Overall, SerpApi is a reliable and user-friendly solution for scraping search engines that can save you time, effort, and costs while providing a scalable and reliable way to extract data from search engines.
Once we have scraped the data we wanted, we stored it in MongoDB using the pymongo library. The steps to do so are as follows.
- Install pymongo library and import a few modules
!pip install pymongo
from pymongo import MongoClient
from pymongo.mongo_client import MongoClient
from pymongo.server_api import ServerApi
- Test the connection to see if Google Colab can connect to the database
uri = "mongodb+srv://mikhel:[email protected]/?retryWrites=true&w=majority"
# Create a new client and connect to the server
client = MongoClient(uri, server_api=ServerApi('1'))
# Send a ping to confirm a successful connection
try:
client.admin.command('ping')
print("Pinged your deployment. You successfully connected to MongoDB!")
except Exception as e:
print(e)
- Finally, upload the data to the database by using the code below
# Connect to MongoDB
client = pymongo.MongoClient('mongodb+srv://mikhel:[email protected]/test')
db = client['GoogleScholar']
collection = db['FacultyOfComputingUTM']
data = df_foc_utm.to_dict(orient='records')
collection.insert_many(data)
In conclusion, we successfully managed to use SerpAPI to web scrape Google Scholar with the search query "Faculty of Computing, Universiti Teknologi Malaysia" and save the results to MongoDB.
Web scraping publication content is important for data analysis as it provides a way to extract large amounts of data quickly and easily. This data can then be used to identify trends, patterns, and insights that can inform decision-making and research.

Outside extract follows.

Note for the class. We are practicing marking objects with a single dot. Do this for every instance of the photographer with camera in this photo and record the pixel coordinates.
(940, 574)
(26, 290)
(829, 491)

Given the constraints we had when completing this assignment, we still managed to scrape relevant data needed for this task. However, moving forward, there are several suggestions for future research or analysis using the data set obtained from Google Scholar. For example, we could explore the most cited authors and publications in the field of computing at Universiti Teknologi Malaysia, or analyze the topics and themes of the publications to identify areas of research that are currently receiving the most attention. Additionally, we could compare the research output of the Faculty of Computing at Universiti Teknologi Malaysia to other institutions in the region to identify strengths and weaknesses in research capacity. Overall, there is a wealth of information that can be extracted from web scraping publication content, and this data can provide valuable insights for researchers and decision-makers alike.